The General retailed his information. Miss Daphne Floyd was the orphan daughter of an enormously rich and now deceased lumber-king, of the State of Illinois. He had made vast sums by lumbering, and then invested in real estate in Chicago and Buffalo, not to speak of a railway or two, and had finally left his daughter and only child in possession of a fortune generally estimated at more than a million sterling. The money was now entirely in the girl's power. Her trustees had been sent about their business, though Miss Floyd was pleased occasionally to consult them. Mrs. Phillips, her chaperon, had not much influence with her; and it was supposed that Mrs. Verrier advised her more than anyone else.
"Good heavens!" was all that young Barnes could find to say when the story was told. He walked on absently, flourishing his stick, his face working under the stress of amused meditation. At last he brought out:
"You know, Uncle Archie, if you'd heard some of the things Miss Floyd was saying to me, your hair would have stood on end."
The General raised his shoulders.
"I dare say. I'm too old-fashioned for America. The sooner I clear out the better. Their newspapers make me sick; I hate the hotels—I hate the cooking; and there isn't a nation in Europe I don't feel myself more at home with."

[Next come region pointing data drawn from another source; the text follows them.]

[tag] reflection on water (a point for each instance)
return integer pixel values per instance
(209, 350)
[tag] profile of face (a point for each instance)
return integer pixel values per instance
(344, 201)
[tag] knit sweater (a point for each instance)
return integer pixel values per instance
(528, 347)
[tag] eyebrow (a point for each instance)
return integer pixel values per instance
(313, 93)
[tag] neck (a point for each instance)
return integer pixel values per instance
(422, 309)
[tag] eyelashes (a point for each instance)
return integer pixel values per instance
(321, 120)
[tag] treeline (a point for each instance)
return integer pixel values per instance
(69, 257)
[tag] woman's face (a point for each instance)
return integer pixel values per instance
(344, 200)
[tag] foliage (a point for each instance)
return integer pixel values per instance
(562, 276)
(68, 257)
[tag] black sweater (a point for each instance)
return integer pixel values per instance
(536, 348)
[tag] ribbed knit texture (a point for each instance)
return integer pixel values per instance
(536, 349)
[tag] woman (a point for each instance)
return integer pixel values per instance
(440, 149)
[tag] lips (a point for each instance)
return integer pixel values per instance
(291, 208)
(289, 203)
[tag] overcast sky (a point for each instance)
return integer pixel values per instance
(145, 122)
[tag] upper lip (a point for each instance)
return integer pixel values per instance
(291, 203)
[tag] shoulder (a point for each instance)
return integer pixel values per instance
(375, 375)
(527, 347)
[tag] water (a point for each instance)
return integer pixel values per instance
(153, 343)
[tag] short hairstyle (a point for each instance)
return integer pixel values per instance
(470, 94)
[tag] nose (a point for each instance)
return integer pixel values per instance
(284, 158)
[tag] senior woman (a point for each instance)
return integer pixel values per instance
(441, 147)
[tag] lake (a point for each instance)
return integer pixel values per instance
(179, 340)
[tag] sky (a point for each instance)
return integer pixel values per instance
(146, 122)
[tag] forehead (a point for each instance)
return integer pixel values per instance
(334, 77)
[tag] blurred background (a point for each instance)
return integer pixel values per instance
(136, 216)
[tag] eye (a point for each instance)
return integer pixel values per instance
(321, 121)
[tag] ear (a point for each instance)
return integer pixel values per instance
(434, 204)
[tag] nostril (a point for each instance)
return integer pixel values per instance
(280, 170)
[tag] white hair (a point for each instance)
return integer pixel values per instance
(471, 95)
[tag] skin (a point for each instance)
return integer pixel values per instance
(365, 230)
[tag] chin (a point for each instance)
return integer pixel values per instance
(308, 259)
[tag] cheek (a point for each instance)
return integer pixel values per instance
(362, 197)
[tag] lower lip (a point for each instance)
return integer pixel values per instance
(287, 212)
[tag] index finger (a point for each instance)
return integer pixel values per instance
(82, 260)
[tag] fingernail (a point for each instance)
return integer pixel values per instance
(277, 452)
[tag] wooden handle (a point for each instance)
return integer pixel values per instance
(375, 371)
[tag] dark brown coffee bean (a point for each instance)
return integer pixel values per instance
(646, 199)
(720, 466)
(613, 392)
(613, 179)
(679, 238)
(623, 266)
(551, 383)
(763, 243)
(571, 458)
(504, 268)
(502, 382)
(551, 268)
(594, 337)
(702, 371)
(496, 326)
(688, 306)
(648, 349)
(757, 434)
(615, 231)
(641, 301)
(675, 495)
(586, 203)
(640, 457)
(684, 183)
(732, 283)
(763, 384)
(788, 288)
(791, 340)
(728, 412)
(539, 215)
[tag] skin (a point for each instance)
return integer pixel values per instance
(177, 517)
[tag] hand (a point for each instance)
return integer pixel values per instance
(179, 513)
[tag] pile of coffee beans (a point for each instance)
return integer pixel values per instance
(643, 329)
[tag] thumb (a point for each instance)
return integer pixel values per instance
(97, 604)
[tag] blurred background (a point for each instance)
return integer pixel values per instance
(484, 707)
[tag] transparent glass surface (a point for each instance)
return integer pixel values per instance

Roger laughed his clear, good-tempered laugh. "Oh! I don't feel that way at all. I get on with them capitally. They're a magnificent people. And, as to Miss Floyd, I didn't mean anything bad, of course. Only the ideas some of the girls here have, and the way they discuss them—well, it beats me!"
"What sort of ideas?"
Roger's handsome brow puckered in the effort to explain. "They don't think anything's settled, you know, as we do at home. Miss Floyd doesn't. They think they've got to settle a lot of things that English girls don't trouble about, because they're just told to do 'em, or not to do 'em, by the people that look after them!"
"'Everything hatched over again, and hatched different,'" said the General, who was an admirer of George Eliot; "that's what they'd like, eh? Pooh! That's when they're young. They quiet down, like all the rest of the world."
Barnes shook his head. "But they are hatching it over again. You meet people here in society you couldn't meet at home. And it's all right. The law backs them up."
"You're talking about divorce!" said the General. "Aye! it's astounding! The tales one hears in the smoking-room after dinner! In Wyoming, apparently, six months' residence, and there you are. You prove a little cruelty, the husband makes everything perfectly easy, you say a civil good-bye, and the thing's done. Well, they'll pay for it, my dear Roger—they'll pay for it. Nobody ever yet trifled with the marriage law with impunity."
The energy of the old man's bearing became him.
Through Roger's mind the thought flashed: "Poor dear Uncle Archie! If he'd been a New Yorker he'd never have put up with Aunt Lavinia for thirty years!"
They turned into their hotel, and ordered dinner in an hour's time. Roger found some English letters waiting for him, and carried them off to his room. He opened his mother's first. Lady Barnes wrote a large and straggling hand, which required many sheets and much postage. It might have been observed that her son looked at the sheets for a minute, with a certain distaste, before he began upon them. Yet he was deeply attached to his mother, and it was from her letters week by week that he took his marching orders. If she only wouldn't ride her ideas quite so hard; if she would sometimes leave him alone to act for himself!